Algorithms for computing extreme points of convex hulls and the euclidean facilities location problem

The problem of computing all the extreme points of the convex hull of a set of n given points in d-dimensional Euclidean space is transformed into a set of Phase$\sb-$I linear programming problems. Several fast expected time algorithms are designed and implemented. These include a linear expected time algorithm which first finds all the maximal points in linear expected time and then finds all the extreme points in poly-log time. We have also designed a practical heuristic algorithm for computing extreme points. This algorithm first finds a set of candidates for extreme points and then discards the candidates which are not extreme points. Computational results show that this is the most efficient algorithm. The algorithm is then modified to compute the convex layers and depth of a point in a set. Computational results on the Cray-2 and on the NCUBE are presented. A simple heuristic algorithm for computing the maxima of a set of n d-dimensional vectors drawn from a uniform distribution is designed and implemented. It is proved that the expected number of point comparisons required by this algorithm is n+o(n). For the Euclidean multifacility location (EMFL) problem, the convergence of two well known algorithms are settled. We disprove the convergence of the first algorithm for solving the EMFL problem proposed by Miehle (1958) by presenting two counterexamples for which Miehle's algorithm fails to converge to the optimal solution.

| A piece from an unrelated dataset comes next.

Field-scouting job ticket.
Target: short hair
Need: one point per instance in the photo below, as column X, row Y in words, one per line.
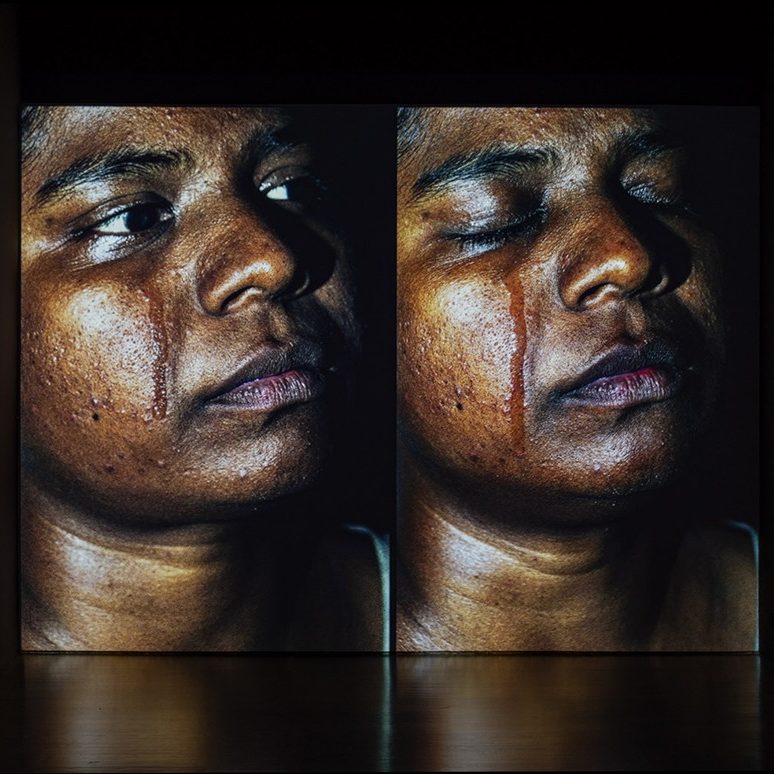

We then prove that the Hyperboloid Approximation Procedure proposed by Eyster et al (1973) for solving the perturbed problem always converges to the unique optimal solution of the perturbed problem from any initial approximation point. A globally convergent algorithm for the EMFL problem is designed. Two parallel algorithms for solving the Euclidean single facility location problem are designed and implemented on the NCUBE/7 hypercube with 64 processors. Computational results with various distributions are reported.